Fix a really subtle old, old bug :-). When canonicalizing the

NT ACL into a POSIX one, if the group being set is the primary group
of the file, map it into a SMB_ACL_GROUP_OBJ, not a SMB_ACL_GROUP.
Otherwise we get an extra bogus group entry in the POSIX ACL.
Jeremy.
(This used to be commit 4d302254fdfce2c267cf6b21f662d5aa2dc9c72c)
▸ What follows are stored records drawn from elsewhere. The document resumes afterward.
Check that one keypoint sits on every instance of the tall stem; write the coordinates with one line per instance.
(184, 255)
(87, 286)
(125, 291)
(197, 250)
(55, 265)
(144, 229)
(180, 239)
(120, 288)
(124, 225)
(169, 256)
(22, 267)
1 files changed, 9 insertions, 3 deletions

diff --git a/source3/smbd/posix_acls.c b/source3/smbd/posix_acls.c
index 347064362d..9c015261b5 100644
--- a/source3/smbd/posix_acls.c
+++ b/source3/smbd/posix_acls.c
@@ -1408,12 +1408,12 @@ static bool create_canon_ace_lists(files_struct *fsp, SMB_STRUCT_STAT *pst,
 
 				psa1->flags |= (psa2->flags & (SEC_ACE_FLAG_CONTAINER_INHERIT|SEC_ACE_FLAG_OBJECT_INHERIT));
 				psa2->flags &= ~(SEC_ACE_FLAG_CONTAINER_INHERIT|SEC_ACE_FLAG_OBJECT_INHERIT);
-				
+
 			} else if (psa2->flags & SEC_ACE_FLAG_INHERIT_ONLY) {
 
 				psa2->flags |= (psa1->flags & (SEC_ACE_FLAG_CONTAINER_INHERIT|SEC_ACE_FLAG_OBJECT_INHERIT));
 				psa1->flags &= ~(SEC_ACE_FLAG_CONTAINER_INHERIT|SEC_ACE_FLAG_OBJECT_INHERIT);
-				
+
 			}
 		}
 	}
@@ -1477,7 +1477,13 @@ static bool create_canon_ace_lists(files_struct *fsp, SMB_STRUCT_STAT *pst,
 			current_ace->type = SMB_ACL_USER;
 		} else if (sid_to_gid( &current_ace->trustee, &current_ace->unix_ug.gid)) {
 			current_ace->owner_type = GID_ACE;
-			current_ace->type = SMB_ACL_GROUP;
+			/* If it's the primary group, this is a group_obj, not
+			 * a group. */
+			if (current_ace->unix_ug.gid == pst->st_gid) {
+				current_ace->type = SMB_ACL_GROUP_OBJ;
+			} else {
+				current_ace->type = SMB_ACL_GROUP;
+			}
 		} else {
 			/*
 			 * Silently ignore map failures in non-mappable SIDs (NT Authority, BUILTIN etc).